Investment company African Rainbow Capital (ARC) on Tuesday released its maiden interim financial results for the six months ended December 31 and reported an increase in its share price to R8.79 before dilution (R8.75 after dilution) as at December 31, from R8.46 at its JSE listing in September.
ARC also reported a 3.9% increase in its intrinsic net asset value (INAV) to R9.07-billion – comprising an intrinsic portfolio value (IPV) of R7.08-billion, and cash and other net assets of R1.98-billion – compared with September’s INAV of R8.7-billion, which comprised an IPV of R4.4-billion, and cash and other net assets of R4.2-billion.
During the reporting period, the ARC Fund invested an additional R2.3-billion. Since ARC’s establishment in 2015, R7-billion has been invested into expanding the portfolio of companies it is invested in.
ARC executive director Machiel Reyneke said for the 115 days reporting period, the annualised net return (after fees but before performance participation) on the IPV was 14.8% and the company targets having a 16% return on a yearly basis by the next reporting period.
The company pointed out that the sluggish economy in the reported period has negatively impacted some of the ARC Fund’s portfolio companies as they have traded in a slowed economy, low investor and business confidence, political uncertainty, increasing commodity prices and increasing fuel prices.
“These unfavourable economic conditions have negatively affected the performance of some of the investments. It is expected that these investments will show improved performance, owing to the improved political landscape and revised economic outlook for the country in the medium term,” reported ARC co-CEO Johan van der Merwe.
ARC has made more than 40 investments in portfolio companies since 2015 to the date of transfer to ARC Investments by following a deliberate building block approach. ARC has acquired interests in businesses in specific financial and nonfinancial industries – with the objective and firm belief that empowerment would enhance the competitiveness of the business.
ARC’s business structure comprises diversified investments into segments including telecommunications (28% of IPV); business process outsourcing (17%); mining, construction and energy (17%); property (6%); agriculture (10%); and other (3%). The company’s diversified financial services include insurance and asset management, banking and specialised financial services.
ARC’s biggest asset is a 20% interest in telecoms company Rain, which owns the spectrum licence allocated between 1 800 MHz and 2 600 MHz band. Rain is responsible for the expansion of the network – providing wireless connectivity – and roaming agreements with other major telecoms companies.
For example, Rain is currently in a contract with telecoms provider Vodacom to roll out equipment on 5 000 Vodacom towers – with the roll out at 2 000 towers completed in February.
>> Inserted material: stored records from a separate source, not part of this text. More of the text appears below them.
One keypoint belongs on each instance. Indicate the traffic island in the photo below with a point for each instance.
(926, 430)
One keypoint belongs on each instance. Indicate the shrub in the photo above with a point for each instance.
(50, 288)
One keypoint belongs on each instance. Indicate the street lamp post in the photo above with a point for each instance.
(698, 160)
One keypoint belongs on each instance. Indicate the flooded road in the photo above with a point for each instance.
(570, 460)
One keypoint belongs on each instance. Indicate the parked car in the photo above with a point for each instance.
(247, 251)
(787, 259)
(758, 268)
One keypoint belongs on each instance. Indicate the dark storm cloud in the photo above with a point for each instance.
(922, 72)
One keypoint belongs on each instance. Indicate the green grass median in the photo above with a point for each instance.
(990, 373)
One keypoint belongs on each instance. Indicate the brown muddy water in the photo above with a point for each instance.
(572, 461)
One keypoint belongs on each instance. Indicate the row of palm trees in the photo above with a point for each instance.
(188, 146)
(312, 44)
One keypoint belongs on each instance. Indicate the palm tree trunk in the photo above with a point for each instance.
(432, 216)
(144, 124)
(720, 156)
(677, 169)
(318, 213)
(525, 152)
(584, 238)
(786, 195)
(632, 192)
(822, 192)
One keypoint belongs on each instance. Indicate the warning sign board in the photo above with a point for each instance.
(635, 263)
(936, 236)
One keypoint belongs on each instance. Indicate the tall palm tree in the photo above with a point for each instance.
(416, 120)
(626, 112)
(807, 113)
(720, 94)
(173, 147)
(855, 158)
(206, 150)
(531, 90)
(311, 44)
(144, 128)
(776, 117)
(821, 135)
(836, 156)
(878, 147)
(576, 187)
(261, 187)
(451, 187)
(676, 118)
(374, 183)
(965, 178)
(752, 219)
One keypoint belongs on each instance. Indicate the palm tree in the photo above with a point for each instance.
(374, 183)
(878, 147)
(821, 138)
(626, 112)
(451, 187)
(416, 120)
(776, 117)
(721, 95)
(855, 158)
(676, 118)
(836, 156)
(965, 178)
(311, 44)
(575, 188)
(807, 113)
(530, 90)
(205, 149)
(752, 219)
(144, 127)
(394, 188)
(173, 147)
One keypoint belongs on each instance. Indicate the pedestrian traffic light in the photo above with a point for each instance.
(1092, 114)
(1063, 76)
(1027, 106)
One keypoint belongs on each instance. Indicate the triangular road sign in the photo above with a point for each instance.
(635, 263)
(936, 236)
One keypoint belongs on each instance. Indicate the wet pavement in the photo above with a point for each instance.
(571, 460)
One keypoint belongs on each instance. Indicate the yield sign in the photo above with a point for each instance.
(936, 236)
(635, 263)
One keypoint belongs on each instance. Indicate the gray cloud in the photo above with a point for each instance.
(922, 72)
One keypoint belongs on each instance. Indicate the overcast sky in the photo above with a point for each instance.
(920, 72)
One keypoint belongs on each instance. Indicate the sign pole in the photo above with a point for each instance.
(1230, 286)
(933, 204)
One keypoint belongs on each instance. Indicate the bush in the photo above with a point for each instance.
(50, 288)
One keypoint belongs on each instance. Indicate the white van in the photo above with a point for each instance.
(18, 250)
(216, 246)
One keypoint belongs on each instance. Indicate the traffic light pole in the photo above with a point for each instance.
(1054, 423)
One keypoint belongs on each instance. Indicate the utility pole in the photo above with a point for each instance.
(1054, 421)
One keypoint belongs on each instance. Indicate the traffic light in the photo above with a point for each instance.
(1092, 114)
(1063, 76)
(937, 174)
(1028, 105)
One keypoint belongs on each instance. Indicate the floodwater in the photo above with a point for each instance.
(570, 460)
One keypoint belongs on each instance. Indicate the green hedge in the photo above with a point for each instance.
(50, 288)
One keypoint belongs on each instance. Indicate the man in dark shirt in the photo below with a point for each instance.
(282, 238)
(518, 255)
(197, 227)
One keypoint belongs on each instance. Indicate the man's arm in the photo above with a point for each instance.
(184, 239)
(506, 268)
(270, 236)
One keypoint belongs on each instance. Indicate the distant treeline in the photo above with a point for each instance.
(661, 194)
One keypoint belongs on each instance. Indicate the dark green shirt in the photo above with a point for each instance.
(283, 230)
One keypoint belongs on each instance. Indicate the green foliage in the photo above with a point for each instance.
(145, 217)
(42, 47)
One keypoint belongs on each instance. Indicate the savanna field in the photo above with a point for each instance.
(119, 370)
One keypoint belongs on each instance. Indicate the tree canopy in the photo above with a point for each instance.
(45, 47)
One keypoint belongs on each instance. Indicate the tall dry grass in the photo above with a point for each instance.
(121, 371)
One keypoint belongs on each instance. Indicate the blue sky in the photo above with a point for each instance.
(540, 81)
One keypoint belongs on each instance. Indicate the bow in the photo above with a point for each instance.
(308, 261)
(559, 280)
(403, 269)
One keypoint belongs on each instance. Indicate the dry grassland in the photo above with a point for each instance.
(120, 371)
“Rain intends to build a dedicated national long-term evolution advanced network and infrastructure that will eventually facilitate an environment where open access to the Internet becomes a reality in South Africa, with the best possible quality and Internet speed, at affordable rates,” stated ARC co-CEO Johan van Zyl.
Further, Van der Merwe concluded that ARC welcomes the positive developments – the favourable change in the political dynamic – in South Africa and anticipates a healthy pipeline of potential investments in the year ahead.